Climate Change: The Climate Commission lays down the gauntlet

Back in December, the Labour cabinet ignored the Climate Commission's official advice on ETS price settings, triggering a collapse in confidence in the carbon market and likely slowing the pace of decarbonisation. This morning the Commission released its latest advice, on NZ ETS unit limits and price control settings for 2024-2028, and basicly they're doubling down on their previous recomendations.

If the Government expects the NZ ETS to contribute significantly to the abatement needed for budgets and targets, the NZ ETS must be given the room to do so.

Weakening decisions on NZ ETS settings and climate policy in general during times of adverse economic conditions, which climate change is only likely to exacerbate, is not sustainable in the long run and will greatly compromise our chance of meeting the climate change targets set out in the Act.

While they leave 2024 and 2025 settings unchanged (as they cannot be changed unless certain conditions are met), they're still recommending a two-tier cost-containment reserve, with a significantly higher trigger price and fewer credits available. More importantly, auction volumes for 2026 to 2028 have been cut even further, by about 3 million tons a year over their previous recommendation, to ensure the ETS aligns with the government's agreed emissions budgets. This is a statutory requirement, and its basically putting the government on notice over its previous cowardice: either they accept the Commission's recommendations for a tighter carbon market, or they publicly surrender any pretence that they intend to meet their own climate budgets or make meaningful emissions reductions (in which case the Commission might as well just all resign, because clearly their organisation is a joke and the Zero Carbon Act is a fraud on the people of Aotearoa).
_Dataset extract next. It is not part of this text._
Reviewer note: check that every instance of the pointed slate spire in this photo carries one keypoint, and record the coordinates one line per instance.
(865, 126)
Its an ugly dilemma for Labour, because the level of later reductions required by their backsliding - essentially halving the auction volume in five years - will probably cause market chaos and a price spike. But then that's the maths they've given themselves: surrendering to lobbyist whining and allowing more emissions now means less later and a steeper pathway - at least if they want any pretence of obeying the law. About the only way they can get a smoother pathway is if things get worse and the market colludes again to force a dump of units from the cost containment reserve in June, or if the Minister wants to argue that the December decision and its effects are a change which has significantly affected the proper functioning of the ETS, and that therefore the 2024 and 2025 settings need to be revised to restore balance. I think Shaw will be willing to make that argument. The problem, as always, is whether Labour will accept it.